I'm not sure how big the HMC jobs get on these new machines---it depends on the size of the lattice (which gets optimized for physics but also algorithmic speed / sitting in a good spot for the efficiency of the machine).
My understanding is that Spectrum (formerly Platform) LSF was included as part of their proposal.
The biggest difference however, is that the goal for supercomputers such as this is as high of an average usage rate as feasible. The cloud is abysmal for this where it is more for bursting to say 100k cpu core jobs. For systems like this, they'd want the average utilization to be 80%+ all the time. The cost of constant cloud computing like this, even using reserved instances, would be a multiple of the 162 million USD it cost to build this. Also, the IO patterns you'll see for large amounts of data like this (almost certainly many Petabytes) isn't nearly as cost effective as it is to hire a team to build it yourself.
You're right that the IO tends to be very high performance and high throughput, too.
As much as people love to hate them, I'd love to see you get IO profiles remotely similar to what you can get with Lustre or Spectrum Scale (gpfs). They're simply in an entirely different ballpark compared to anything in any public cloud.
LLNL also has national security concerns that are unparalleled by most AWS applications ;)
With the Clos network style topologies that are commonplace in large data centers today, I'm not sure one couldn't achieve decent results in the public cloud.
AWS networking is pretty terrible, but in GCP, I can get 2gbps per core up to 16Gbps for an 8-core instance. For any bare metal deployment, I'm going to be maxed out around 100Gbps which will be close to saturating an x16 PCIe bus.
It's hard to find a dual-cpu frequency optimized processor with less than 8 cores and I'm not sure that'd be cost effective. With hyperthreading, that yields 32 usable cores or around 3.125gbps per core.
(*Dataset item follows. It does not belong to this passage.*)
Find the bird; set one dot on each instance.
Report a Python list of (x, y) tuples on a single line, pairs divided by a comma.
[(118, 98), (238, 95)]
Even still, I wager they'd go for better density.
Also, I can get 8 GPUs along with that 8 core/16gbps instance in GCP. Sounds totally doable to me.
AWS looks like a bad deal here.
If you have a variable load, cloud infrastructure may make sense if you can easily auto-scale.
In my experience, most business real world applications are multi tiered applications with variable loads hence are a good fit for cloud infrastructure.
However, attaining the required application flexibility and KPIs for efficient auto scaling is quite hard and require strong functional & technical expertise.
I'm running infrastructure for a SaaS app in k8s. I feel like I'm doing well sustaining >50% efficiency, i.e. all cores running >50% all the time and more than half the memory consumed for things that aren't page cache. Hard to get better efficiency without creating hot spots.
Not a great deal.
Edit: It sure isn't popular or easy to talk about from the looks of things.
People use the stack in a variety of different ways---I'll describe my own usage.
There's a message-passing abstraction layer, QMP, sitting over MPI or SMP or what have you (you can compile for your laptop for development purposes, for example). This keeps most of the later layers relatively architecture agnostic.
Over that sits QDP, the data parallel library. Here's where the objects we discuss in quantum field theory are defined. We almost always work on regular lattices. QDP also contains things like "shove everybody one site over in the y direction" (for example).
Finally, there's the physics/application layer, where the physics algorithms live. I am most familiar with chroma. QUDA is the GPU library and can talk to most application-layer libraries and has at least simple solvers for most major discretizations people want to use (it also has fancier solvers such as multigrid methods for some discretizations).
Code in chroma by and large looks like physics equations, if you had a pain-in-the-ass pedantic student who didn't understand any abuse of notation.
Chroma can be used as a library, so that for your particular project you can do nonstandard things while leveraging everything it can already do.
Other physics layers include CPS, which grew out of the effort at Columbia with QCDSP/QCDOC, MILC (really optimized code for staggered fermions), and others.
The USQCD stack isn't the only one. Another modern lattice field theory package is grid, developed by a tight collaboration between intel and University of Edinburgh https://github.com/paboyle/grid. There's also openQCD http://luscher.web.cern.ch/luscher/openQCD/
On a POWER8/NVIDIA P100 machine I know QUDA gets 20% of peak, sustained.